The Airflow UI provides two helpful views to monitor our pipeline:

  1. Graph View: Displays the overall task dependencies and workflow structure DAG Graph View

  2. Grid View: Shows the dynamic task mapping in action, with parallel Canvas extractions Dynamic Task Mapping

Accessing Processed Data

Once the pipeline completes, you can query the transformed data directly in Snowflake.

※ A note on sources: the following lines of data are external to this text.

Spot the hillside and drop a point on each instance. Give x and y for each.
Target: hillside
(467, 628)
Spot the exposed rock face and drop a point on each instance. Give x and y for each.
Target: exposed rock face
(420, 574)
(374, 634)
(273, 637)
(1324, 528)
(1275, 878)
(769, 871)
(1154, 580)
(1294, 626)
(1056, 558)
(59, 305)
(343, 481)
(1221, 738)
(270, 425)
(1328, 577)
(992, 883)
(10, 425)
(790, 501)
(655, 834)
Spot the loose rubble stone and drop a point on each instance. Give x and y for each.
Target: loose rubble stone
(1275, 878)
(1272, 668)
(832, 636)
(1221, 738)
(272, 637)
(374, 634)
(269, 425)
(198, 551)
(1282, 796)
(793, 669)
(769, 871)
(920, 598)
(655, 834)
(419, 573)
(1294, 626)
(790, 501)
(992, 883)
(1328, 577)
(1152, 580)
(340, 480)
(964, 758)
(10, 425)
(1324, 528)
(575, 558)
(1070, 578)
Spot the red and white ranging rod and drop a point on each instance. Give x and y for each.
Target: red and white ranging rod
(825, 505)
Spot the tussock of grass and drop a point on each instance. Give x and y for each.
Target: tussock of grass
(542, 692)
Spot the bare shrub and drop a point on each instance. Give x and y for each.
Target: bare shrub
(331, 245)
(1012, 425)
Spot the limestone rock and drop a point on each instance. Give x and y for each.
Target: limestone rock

Here’s a sample query to explore your processed Canvas data:

select
    canvas_id,
    canvas_title,
    attendees,
    summary,
    date_key
from canvas
order by created_at desc;

Example output:

canvas_idcanvas_titleattendeessummarydate_key
F07UNK5PN5NImproving Meeting Notes with AI and Data EngineeringChris Hronek, John WickChristopher Hronek and John Wick discussed leveraging AI and data engineering tools…2024-10-29

Conclusion

We’ve built an ETL pipeline that transforms Slack’s AI huddle notes into structured, queryable data using Airflow, Snowflake, and AWS S3. The system:

  • Automatically processes new huddle notes
  • Generates AI-powered summaries and titles
  • Makes meeting content searchable
  • Enables AI agent integration

While we focused on Slack huddles, this architecture can be adapted for other communication platforms. The pipeline’s incremental processing and dynamic task mapping ensure efficient scaling as data volumes grow.

This solution helps teams transform their casual conversations into valuable, structured data assets.